The risk that such lawsuits will bring our thriving economy to its knees (which is already being done by other governmental decisions and actions) is insignificant compared to the real underlying concept here.
Freedom can be defined as having authority over yourself. Our penchant for idiot litigation (tripping over your own kid at a department store and suing the department store, buying coffee from McDonald's and then suing McDonald's when you're not bright enough to put it somewhere where it can't spill on your crotch) means that we are giving up our freedom. When you hand over the responsibility for your actions to someone else, that person (or entity) will take steps to ensure that your actions look like what they would like regardless of what you would like. You'd like a really hot cup of good coffee? Can't get it because some fool successfully sued McDonald's. That is a small but very clear loss of choice and freedom to the individual.
Worse, saying that the government has to do something about American "obesity" means that we are merely creatures of the government as opposed to the government being the creature of the people. What right does the government have to say that I can't be fat if I wish to? (Of course, you can substitute a lot of things for "can't be fat if I wish to.")
Whenever you make someone or thing else responsible for individual behavior, you are relinquishing your authority to whoever has the responsibility and you're losing your freedom.
-- Jeffrey P. Harrison
Although I would have to agree with the author's conclusion that successful lawsuits against fast-food companies present serious legal and economic consequences, it is naive to imagine that our eating behavior is entirely individual and that we are therefore personally responsible for everything we eat.
Considerable psychological research suggests that eating disorders like overeating, bulimia and anorexia are social, as much as individual, disorders. For example, a 1989 study by Crandall at Princeton University found that healthy people living in communities where binge eating is the norm tend to themselves develop binge-eating disorders as they spend more time in the community.
On a societal level, it is highly likely that the advertising of fast-food companies creates the image of eating enormous amounts of unhealthy food as normative and therefore desirable. In light of the extent to which social factors affect individual eating behavior, any effective intervention against obesity clearly needs to occur on at least a community and, hopefully, national level.
As the national battle against tobacco use has taught us, tax hikes and other individually oriented interventions are ineffective because they ignore the social meaning of the unhealthy behavior. In order to fight obesity, national and state governments need to work together to create legislation that limits the ability of the fast-food companies to create the image of overeating as normative, entertaining, comforting and even healthy.
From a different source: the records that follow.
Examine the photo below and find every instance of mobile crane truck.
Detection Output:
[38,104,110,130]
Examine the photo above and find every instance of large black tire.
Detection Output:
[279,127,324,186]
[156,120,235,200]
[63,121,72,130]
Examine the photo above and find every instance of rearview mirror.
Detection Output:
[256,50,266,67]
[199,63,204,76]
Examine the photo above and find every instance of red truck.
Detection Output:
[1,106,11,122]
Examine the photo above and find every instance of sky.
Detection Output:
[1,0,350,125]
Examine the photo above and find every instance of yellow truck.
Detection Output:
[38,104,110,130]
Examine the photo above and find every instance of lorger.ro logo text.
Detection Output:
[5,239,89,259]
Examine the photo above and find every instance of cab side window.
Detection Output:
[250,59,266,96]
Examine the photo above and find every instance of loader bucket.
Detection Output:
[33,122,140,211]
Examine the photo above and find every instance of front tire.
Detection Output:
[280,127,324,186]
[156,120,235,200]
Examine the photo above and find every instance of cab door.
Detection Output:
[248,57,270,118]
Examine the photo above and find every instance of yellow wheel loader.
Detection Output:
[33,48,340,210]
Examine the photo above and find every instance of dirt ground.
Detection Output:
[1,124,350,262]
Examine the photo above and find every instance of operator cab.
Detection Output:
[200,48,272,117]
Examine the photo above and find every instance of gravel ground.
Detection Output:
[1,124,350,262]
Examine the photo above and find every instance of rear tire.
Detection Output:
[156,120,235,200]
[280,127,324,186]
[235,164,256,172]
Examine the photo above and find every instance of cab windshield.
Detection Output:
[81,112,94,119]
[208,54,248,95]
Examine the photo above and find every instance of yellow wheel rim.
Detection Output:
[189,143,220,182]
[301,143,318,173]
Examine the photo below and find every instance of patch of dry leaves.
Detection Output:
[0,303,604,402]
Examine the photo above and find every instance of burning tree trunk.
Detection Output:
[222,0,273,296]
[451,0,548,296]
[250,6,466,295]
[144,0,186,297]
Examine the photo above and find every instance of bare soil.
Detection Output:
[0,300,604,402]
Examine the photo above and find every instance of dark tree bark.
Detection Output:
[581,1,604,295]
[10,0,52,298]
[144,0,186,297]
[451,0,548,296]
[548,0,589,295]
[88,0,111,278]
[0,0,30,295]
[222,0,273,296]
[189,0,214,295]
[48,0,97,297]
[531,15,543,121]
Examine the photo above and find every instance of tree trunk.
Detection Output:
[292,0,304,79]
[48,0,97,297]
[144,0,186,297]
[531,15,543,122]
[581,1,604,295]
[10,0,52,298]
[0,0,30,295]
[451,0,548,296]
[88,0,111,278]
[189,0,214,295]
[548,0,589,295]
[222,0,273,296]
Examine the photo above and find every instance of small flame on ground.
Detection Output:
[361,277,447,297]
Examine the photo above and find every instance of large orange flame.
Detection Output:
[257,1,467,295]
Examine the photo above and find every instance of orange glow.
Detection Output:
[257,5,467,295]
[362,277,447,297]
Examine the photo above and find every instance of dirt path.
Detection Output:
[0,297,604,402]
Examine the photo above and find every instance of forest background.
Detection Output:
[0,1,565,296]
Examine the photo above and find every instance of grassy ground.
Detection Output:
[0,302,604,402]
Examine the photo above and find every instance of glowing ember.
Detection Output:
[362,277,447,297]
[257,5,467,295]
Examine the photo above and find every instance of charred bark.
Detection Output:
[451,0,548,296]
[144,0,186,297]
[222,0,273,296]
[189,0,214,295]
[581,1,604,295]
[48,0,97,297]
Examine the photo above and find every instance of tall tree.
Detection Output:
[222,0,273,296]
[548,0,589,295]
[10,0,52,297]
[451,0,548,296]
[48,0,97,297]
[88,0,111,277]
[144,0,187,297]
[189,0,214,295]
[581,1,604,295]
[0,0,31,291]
Although the author cautions against the legal and economic consequences of suing the fast-food companies, she neglects to consider that lawsuits have thus far proved to be the only effective means to bring the U.S. government to act against companies that endanger the health of Americans for profit. The real question to pose is, why doesn't our government act to protect us?
-- Jenny Mutterperl
In our finger-pointing, personal-responsibility-abdicating society, of course people are bound to jump on the bandwagon of blame. Product liability labeling is so ludicrously out of hand because of the propensity of the average blameless American to blame the product for its own misuse and their stupidity and lack of self-control. If Joe Twelve-Pack can sit on his fat ass, blame Mickey D's for his blubber and collect a fat class-action paycheck, who could blame him? Which inspires the question: Are the liquor and beer companies next, alcoholism clearly being their fault? I'm interested to know, however, how recent findings of more biological causes of obesity are going to affect this litigious quest.
-- Rosalie Key
In regards to the article "Can We Sue Our Fat Asses Off?" the author suggests at one point that a difference could be made in American health if restaurants simply changed the way they prepared their food. If the author had done any kind of research, she would have found that fast-food companies have been trying this for many years. All of the big chains have entertained the possibility that there is a large percentage of the population that they could earn as customers if they served healthy food.
Time and time again fast food chains have tried this, and time and time again, those products have failed. Why? Simple. Americans like their fatty food. Virtually every fast-food chain still has a relatively healthy line of products, but a quick look at their financial statements or some case studies will tell you that the demand is simply not there.
Legislation has no business influencing the eating habits of Americans. It doesn't work, it's expensive, and it's a infringement on the rights of those people who simply don't mind being fat and unhealthy. Whether it's a good idea or not is irrelevant.
-- Frank Papa
Megan McArdle, it seems to me, has an ax to grind. A right-wing ax, I think.
In her piece, she throws herself into hysterics about the tidal wave of litigation that will -- just any day now! -- come washing over us as suit-happy lawyers start hauling Burger King and Jack in the Box into court because burgers and fries are fatty.
Say ... does she get her story ideas from Salon's editors, or the Republican Party? I mean, after all, it's the GOP and various right-wing "think tanks" that have been for years beating this drum about litigation run amok, screaming "crisis" over and over again.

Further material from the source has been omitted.